Wide windows are pushed open
To pull all that sweet freshness in
With verdant shimmering light
And the yellow-bright dust of new life.

Until November next, my friend
When we'll be sure to meet again.

Day 5: Write a quintain

I'm not happy with this, but here it is:

"A poor weatherman"

You said
the rain was done
but when I went outside
I quickly discovered your lie
I'm soaked.

I stand
dripping coldly
glaring over at you
warm in your jammies and blanket
you jerk.

Friday, April 5, 2013

Day 4

The prompt:
Take the title of your poem from an Iain Banks spaceship name

"Armchair Traveller"

The atlases were stacked
to the ceiling in some places,
and the maps were all packed;
no time for last embraces.

"Farewell, my sad and lonely hovel,"
he said, and opened a novel.

Thursday, April 4, 2013

Day 3

The prompt: write a "sea chantey," but I didn't.

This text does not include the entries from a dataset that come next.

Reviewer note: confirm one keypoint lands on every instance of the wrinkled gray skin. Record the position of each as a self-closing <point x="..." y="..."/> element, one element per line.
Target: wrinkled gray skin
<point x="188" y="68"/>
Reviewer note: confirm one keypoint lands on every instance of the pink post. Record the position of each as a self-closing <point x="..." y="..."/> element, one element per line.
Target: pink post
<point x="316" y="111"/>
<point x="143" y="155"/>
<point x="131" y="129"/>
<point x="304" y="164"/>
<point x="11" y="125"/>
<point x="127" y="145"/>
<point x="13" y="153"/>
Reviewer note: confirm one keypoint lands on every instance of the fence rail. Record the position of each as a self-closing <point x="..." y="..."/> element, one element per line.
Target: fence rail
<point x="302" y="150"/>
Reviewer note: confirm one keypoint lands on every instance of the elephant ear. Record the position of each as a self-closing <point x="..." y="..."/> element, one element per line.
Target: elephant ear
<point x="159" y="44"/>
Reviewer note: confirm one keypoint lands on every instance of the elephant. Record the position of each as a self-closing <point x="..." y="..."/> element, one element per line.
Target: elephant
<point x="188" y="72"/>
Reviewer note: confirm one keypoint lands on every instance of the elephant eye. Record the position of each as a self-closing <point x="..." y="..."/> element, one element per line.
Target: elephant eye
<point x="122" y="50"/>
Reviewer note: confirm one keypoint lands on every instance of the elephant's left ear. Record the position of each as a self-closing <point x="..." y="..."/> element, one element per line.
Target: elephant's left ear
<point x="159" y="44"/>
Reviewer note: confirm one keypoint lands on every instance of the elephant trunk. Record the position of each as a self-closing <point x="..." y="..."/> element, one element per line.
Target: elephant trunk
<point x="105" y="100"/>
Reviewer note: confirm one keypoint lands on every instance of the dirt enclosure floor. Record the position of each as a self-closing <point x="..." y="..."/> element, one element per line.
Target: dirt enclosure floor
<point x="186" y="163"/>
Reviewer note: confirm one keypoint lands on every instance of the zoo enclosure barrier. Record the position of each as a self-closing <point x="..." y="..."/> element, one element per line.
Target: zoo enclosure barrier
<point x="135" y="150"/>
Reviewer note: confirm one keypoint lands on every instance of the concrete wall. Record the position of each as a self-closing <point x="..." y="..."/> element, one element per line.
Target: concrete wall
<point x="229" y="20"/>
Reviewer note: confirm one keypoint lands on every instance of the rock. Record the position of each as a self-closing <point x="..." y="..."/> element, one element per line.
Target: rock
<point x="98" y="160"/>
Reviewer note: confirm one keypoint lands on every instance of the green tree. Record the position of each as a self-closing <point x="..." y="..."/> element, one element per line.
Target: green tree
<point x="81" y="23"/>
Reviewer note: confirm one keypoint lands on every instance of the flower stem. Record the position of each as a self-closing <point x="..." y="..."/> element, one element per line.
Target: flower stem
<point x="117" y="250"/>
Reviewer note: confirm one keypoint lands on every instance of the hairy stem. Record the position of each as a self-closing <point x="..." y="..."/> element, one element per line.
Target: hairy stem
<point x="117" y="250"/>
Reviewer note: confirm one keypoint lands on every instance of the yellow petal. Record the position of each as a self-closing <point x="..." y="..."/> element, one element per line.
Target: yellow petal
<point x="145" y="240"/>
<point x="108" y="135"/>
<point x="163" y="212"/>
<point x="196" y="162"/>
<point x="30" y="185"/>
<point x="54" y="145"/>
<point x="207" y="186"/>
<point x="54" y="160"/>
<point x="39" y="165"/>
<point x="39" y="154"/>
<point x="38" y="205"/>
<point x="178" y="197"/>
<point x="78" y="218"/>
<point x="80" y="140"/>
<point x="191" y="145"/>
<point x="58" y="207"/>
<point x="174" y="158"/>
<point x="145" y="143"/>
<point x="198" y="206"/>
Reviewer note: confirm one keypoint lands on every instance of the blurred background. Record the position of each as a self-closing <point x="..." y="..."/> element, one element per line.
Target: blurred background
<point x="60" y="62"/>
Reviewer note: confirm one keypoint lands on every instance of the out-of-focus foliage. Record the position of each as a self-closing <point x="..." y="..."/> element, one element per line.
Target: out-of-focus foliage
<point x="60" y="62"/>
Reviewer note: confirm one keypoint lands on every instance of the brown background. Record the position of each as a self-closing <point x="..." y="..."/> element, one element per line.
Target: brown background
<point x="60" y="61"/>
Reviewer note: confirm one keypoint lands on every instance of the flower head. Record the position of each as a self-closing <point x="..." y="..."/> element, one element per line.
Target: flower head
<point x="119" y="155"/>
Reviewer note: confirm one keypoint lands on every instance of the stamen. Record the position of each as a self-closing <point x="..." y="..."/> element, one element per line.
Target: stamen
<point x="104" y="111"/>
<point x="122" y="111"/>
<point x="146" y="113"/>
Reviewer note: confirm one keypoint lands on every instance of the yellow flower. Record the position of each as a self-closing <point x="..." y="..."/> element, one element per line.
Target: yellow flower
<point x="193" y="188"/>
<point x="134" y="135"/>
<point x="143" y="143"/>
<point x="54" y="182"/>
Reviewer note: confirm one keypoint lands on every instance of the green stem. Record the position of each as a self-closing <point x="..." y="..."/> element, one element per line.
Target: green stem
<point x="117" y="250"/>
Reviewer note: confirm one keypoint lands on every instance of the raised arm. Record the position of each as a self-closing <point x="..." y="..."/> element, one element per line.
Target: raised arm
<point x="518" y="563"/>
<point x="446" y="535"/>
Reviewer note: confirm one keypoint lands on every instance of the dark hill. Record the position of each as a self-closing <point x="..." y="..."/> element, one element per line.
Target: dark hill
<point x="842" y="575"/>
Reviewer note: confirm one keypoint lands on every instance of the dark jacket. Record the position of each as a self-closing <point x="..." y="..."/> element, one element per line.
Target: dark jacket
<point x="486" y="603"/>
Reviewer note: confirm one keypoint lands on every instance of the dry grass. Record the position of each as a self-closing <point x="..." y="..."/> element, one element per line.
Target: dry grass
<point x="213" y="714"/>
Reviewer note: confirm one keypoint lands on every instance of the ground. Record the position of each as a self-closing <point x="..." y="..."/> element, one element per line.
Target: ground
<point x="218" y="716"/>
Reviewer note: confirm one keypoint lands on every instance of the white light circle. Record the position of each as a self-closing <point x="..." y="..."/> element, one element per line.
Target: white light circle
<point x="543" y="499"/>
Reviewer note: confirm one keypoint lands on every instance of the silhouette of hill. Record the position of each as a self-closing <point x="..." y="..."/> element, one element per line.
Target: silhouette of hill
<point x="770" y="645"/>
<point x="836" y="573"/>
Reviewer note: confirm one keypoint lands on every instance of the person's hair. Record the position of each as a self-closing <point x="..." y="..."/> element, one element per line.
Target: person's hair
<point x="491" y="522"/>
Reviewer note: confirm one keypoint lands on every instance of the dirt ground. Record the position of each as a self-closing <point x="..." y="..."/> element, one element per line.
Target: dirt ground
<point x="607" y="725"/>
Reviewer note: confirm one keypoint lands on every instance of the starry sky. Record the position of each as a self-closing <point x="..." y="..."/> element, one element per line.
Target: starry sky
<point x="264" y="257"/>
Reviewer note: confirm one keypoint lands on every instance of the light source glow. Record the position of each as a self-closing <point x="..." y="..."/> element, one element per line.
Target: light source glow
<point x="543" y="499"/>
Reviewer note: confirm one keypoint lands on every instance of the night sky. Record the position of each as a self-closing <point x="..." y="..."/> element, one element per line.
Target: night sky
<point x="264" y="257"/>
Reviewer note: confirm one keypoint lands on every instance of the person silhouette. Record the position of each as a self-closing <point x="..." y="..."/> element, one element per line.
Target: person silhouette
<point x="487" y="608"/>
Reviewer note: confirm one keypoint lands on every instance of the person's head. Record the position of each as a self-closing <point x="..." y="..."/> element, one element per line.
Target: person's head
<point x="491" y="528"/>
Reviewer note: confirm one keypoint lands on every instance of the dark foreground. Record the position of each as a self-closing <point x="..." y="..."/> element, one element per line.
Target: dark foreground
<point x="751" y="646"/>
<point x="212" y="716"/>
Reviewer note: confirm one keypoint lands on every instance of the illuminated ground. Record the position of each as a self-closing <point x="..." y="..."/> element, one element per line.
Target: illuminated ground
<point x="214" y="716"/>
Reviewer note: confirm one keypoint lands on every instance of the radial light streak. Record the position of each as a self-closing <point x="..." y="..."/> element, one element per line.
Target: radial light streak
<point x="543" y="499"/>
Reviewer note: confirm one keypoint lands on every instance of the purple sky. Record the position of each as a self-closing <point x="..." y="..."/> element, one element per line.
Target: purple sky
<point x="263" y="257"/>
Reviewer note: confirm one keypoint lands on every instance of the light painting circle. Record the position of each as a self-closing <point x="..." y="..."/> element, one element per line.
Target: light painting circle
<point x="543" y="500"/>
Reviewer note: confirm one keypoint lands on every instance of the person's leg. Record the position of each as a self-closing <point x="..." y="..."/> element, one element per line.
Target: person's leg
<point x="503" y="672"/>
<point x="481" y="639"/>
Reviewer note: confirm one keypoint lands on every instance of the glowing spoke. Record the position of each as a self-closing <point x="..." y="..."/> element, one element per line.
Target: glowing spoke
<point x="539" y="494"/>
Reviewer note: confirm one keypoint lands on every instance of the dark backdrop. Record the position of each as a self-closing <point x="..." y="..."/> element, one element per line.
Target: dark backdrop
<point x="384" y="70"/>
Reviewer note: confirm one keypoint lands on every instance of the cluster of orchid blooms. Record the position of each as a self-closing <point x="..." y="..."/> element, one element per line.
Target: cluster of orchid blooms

You exhaled and my lungs expanded
          your fragrance broke over my face
          and your warmth embraced me

You opened your eyes and I saw
     this golden, shimmering earth
     full of golden, shimmering humans
                                                        with shining eyes like mine
                                                                open hands like mine
You poured out your heart and I lived.

Tuesday, April 2, 2013

Day 2: Tell a lie (or is it?)

A love song

If I told you I never liked the way
    the sun comes up from the depths of the ocean
at the start of each wakening day

If I told you I thought that briny sea
    with its caressing, cradling motion
never whispered a true song to me

If I told you that beautiful, life-giving mother
    never stirred me, nor taught my devotion
to waken and turn new eyes to that Other


Then I told you my heart doesn't remember
    the precious words you've spoken to me
their rhythm, their cadence, their timbre.

Monday, April 1, 2013

Day 1

The prompt: start with a line from another poem


Two roads diverged in a yellow wood
and there I stood as long as I could.
I had to admit I was helplessly lost
As I held my GPS aloft.

"No signal" flashed in dying light
And I cursed those stupid satellites.
I shook the finicky little thing,
But all I got was a warning ring.

Curse you, Mr. Robert Frost
Who probably was never lost.
While I myself, on the other hand
Seem always in uncharted land.

So universe, please send me a sign.
I might even listen to you this time.